Pre-Pregnancy Transvaginal Double Cervico-Isthmic Cerclage To Treat Women With Previous Conventional Failed Cerclage For Cervical Insufficiency: A Novel Modification of Treatment
Abstract
Ricardo Barini and Isabela Nelly Machado
Objective: To report pregnancy outcome following a pre-pregnancy transvaginal cervico-isthmic cerclage using a double non-absorbable synthetic polyester thread in a population of high-risk pregnant women.
Methods: A retrospective descriptive study with a continuous series of 76 women presenting with at least one prior prophylactic failure of McDonald cerclage and submitted a pre-gestational transvaginal cervico-isthmic cerclage by the same surgical team between 2010 and 2019. The pregnancy outcome was analyzed for the first subsequent pregnancy of 64 women. The main outcome measure was the overall survival rate.

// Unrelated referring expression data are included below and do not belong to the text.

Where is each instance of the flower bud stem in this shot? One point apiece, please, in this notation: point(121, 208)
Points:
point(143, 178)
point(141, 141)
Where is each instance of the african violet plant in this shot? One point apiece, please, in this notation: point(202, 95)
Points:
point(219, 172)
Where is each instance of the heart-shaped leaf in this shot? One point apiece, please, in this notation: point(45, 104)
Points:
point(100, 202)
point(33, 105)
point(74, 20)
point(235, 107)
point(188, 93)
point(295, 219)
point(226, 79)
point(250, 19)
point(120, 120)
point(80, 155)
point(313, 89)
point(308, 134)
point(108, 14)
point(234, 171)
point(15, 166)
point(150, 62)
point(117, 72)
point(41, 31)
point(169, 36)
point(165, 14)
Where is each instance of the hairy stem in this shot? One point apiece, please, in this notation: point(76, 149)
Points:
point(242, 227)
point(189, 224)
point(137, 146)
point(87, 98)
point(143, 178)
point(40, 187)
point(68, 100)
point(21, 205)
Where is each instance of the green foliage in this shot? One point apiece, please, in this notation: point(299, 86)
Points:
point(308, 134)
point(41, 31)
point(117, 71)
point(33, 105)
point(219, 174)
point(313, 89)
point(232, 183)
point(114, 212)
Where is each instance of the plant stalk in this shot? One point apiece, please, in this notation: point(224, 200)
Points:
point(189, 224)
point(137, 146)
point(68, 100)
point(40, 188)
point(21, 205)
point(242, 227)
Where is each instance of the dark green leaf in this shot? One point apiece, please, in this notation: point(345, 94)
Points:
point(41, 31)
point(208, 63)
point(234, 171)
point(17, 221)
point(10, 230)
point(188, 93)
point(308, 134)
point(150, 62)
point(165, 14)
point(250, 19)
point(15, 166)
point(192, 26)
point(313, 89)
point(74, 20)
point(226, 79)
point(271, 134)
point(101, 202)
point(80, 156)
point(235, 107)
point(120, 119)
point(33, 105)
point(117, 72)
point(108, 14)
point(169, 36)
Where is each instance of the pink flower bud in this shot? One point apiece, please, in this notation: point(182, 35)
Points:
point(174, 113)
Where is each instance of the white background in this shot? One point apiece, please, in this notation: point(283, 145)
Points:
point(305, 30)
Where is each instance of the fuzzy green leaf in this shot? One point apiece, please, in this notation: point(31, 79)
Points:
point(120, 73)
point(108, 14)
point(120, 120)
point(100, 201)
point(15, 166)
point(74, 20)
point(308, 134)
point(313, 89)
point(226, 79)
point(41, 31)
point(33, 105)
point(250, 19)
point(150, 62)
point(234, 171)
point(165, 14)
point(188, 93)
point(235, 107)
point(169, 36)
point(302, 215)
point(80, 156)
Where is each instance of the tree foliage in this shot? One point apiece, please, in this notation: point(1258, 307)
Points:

Results: The median age of the patients was 30 years (SD 4.9; range 19-45 years). No intra-operative complication occurred. The median operating time was 39.8 minutes (range 35.5-55.8 min). Cesarean delivery was systematically performed in all patients. The mean gestational age at delivery was 35.5 weeks (SD 5.67; range 16-39 weeks), term birth rate (≥37 weeks) was 64.1%; 84.4% of babies were delivered at ≥34.0 weeks gestation. The overall neonatal survival rate was 94%.

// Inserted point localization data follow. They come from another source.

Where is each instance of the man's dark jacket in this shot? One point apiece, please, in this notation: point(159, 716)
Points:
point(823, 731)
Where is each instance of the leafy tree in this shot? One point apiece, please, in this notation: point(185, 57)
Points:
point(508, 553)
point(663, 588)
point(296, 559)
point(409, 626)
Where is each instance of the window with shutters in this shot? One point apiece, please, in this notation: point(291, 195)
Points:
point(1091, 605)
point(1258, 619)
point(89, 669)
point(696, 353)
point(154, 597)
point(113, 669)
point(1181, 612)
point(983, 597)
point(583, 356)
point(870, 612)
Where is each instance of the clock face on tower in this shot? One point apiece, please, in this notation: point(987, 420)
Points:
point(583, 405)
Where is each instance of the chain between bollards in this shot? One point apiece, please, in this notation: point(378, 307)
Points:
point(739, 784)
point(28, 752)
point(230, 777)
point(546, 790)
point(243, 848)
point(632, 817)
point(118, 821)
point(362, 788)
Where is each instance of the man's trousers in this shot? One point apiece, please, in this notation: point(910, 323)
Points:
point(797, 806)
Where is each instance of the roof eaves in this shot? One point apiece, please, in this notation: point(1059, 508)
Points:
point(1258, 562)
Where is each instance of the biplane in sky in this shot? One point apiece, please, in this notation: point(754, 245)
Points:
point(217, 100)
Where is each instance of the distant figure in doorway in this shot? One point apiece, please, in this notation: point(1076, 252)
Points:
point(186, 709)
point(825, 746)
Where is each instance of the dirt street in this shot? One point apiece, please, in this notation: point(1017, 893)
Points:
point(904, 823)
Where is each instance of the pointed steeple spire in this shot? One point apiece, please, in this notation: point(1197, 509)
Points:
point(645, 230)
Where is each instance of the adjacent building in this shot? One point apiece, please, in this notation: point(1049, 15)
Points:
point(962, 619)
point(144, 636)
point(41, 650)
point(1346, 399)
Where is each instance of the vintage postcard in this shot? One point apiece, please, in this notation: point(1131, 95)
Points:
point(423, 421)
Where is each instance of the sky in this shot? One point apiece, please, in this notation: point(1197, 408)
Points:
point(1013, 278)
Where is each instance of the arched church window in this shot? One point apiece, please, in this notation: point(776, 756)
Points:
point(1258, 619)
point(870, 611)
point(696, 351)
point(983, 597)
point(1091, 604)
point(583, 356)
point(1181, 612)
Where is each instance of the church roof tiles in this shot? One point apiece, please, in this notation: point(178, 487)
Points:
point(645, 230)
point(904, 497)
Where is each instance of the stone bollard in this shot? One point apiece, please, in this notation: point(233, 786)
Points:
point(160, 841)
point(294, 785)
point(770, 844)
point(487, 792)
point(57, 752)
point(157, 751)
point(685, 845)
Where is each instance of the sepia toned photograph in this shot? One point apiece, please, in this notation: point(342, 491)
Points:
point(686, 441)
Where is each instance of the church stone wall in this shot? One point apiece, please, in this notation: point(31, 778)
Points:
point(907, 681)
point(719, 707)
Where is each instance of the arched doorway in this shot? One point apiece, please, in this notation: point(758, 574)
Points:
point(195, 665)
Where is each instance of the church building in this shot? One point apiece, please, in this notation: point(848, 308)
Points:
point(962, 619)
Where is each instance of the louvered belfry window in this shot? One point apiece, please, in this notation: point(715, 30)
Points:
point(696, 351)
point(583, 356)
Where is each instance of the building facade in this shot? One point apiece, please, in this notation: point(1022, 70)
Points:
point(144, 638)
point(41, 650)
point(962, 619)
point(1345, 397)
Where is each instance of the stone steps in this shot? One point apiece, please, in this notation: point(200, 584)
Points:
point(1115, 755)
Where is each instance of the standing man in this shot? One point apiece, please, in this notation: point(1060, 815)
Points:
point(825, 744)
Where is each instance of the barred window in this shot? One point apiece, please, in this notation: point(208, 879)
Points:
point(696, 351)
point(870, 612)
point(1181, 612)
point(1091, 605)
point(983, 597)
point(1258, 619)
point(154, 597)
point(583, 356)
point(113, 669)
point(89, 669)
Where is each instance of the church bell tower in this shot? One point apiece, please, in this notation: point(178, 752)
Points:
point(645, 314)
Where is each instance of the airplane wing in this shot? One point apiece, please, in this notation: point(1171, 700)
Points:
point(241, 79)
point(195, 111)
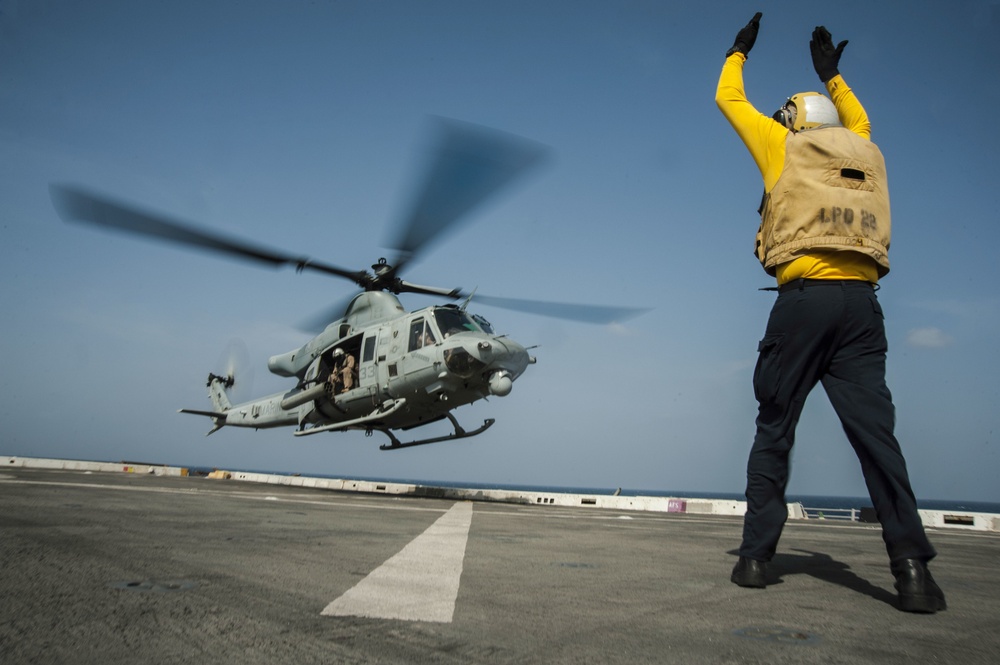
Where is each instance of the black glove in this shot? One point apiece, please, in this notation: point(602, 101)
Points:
point(826, 58)
point(746, 37)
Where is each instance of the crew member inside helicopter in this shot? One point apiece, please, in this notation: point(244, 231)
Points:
point(342, 375)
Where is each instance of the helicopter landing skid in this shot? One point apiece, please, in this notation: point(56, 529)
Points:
point(459, 433)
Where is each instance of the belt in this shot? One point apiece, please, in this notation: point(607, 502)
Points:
point(803, 283)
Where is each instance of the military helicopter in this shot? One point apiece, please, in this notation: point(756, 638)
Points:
point(378, 367)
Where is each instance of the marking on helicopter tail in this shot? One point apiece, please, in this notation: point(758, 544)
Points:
point(421, 582)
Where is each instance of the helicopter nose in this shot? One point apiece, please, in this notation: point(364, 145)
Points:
point(501, 383)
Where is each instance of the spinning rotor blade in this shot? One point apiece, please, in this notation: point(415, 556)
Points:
point(78, 205)
point(561, 310)
point(469, 165)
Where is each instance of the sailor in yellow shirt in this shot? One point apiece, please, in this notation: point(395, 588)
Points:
point(824, 235)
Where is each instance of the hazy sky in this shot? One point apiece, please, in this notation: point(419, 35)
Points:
point(300, 125)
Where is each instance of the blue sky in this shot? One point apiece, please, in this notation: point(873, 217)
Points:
point(301, 125)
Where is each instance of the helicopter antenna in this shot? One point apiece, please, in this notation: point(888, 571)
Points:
point(469, 299)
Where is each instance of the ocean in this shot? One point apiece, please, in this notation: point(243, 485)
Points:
point(812, 503)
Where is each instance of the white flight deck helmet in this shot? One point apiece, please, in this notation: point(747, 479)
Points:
point(807, 110)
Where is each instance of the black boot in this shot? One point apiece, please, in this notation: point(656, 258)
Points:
point(918, 592)
point(750, 573)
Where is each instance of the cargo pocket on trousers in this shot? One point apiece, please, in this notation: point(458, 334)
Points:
point(767, 373)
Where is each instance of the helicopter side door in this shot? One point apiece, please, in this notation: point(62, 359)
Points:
point(368, 367)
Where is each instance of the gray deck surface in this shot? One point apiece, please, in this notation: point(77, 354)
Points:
point(108, 568)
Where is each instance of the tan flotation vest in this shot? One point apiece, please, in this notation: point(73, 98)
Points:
point(831, 195)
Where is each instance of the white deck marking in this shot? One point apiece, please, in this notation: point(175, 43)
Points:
point(420, 583)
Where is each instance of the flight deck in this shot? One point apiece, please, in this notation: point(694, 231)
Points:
point(103, 567)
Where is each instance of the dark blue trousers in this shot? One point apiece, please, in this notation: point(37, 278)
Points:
point(830, 332)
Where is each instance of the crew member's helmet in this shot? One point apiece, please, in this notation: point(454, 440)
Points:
point(807, 110)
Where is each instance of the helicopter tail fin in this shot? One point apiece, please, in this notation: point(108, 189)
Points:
point(217, 386)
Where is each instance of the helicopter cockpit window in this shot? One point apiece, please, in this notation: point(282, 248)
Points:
point(453, 321)
point(421, 334)
point(486, 326)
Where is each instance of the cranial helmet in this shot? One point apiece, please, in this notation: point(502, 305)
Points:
point(807, 110)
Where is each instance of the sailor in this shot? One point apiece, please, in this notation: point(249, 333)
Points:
point(824, 235)
point(343, 371)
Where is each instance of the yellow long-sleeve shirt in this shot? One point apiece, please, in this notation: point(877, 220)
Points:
point(765, 139)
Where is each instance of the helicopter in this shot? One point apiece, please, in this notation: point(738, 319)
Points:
point(376, 367)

Conclusion: The pre-conceptional transvaginal cervico-isthimic cerclage here described as Shirodkar-Barini surgery is safe and results in high percentage of live born babies and low prematurity rate on the following pregnancy, in the patients with heavy obstetrics past suggestive of cervical incompetence and previous prophylactic McDonald’s failure.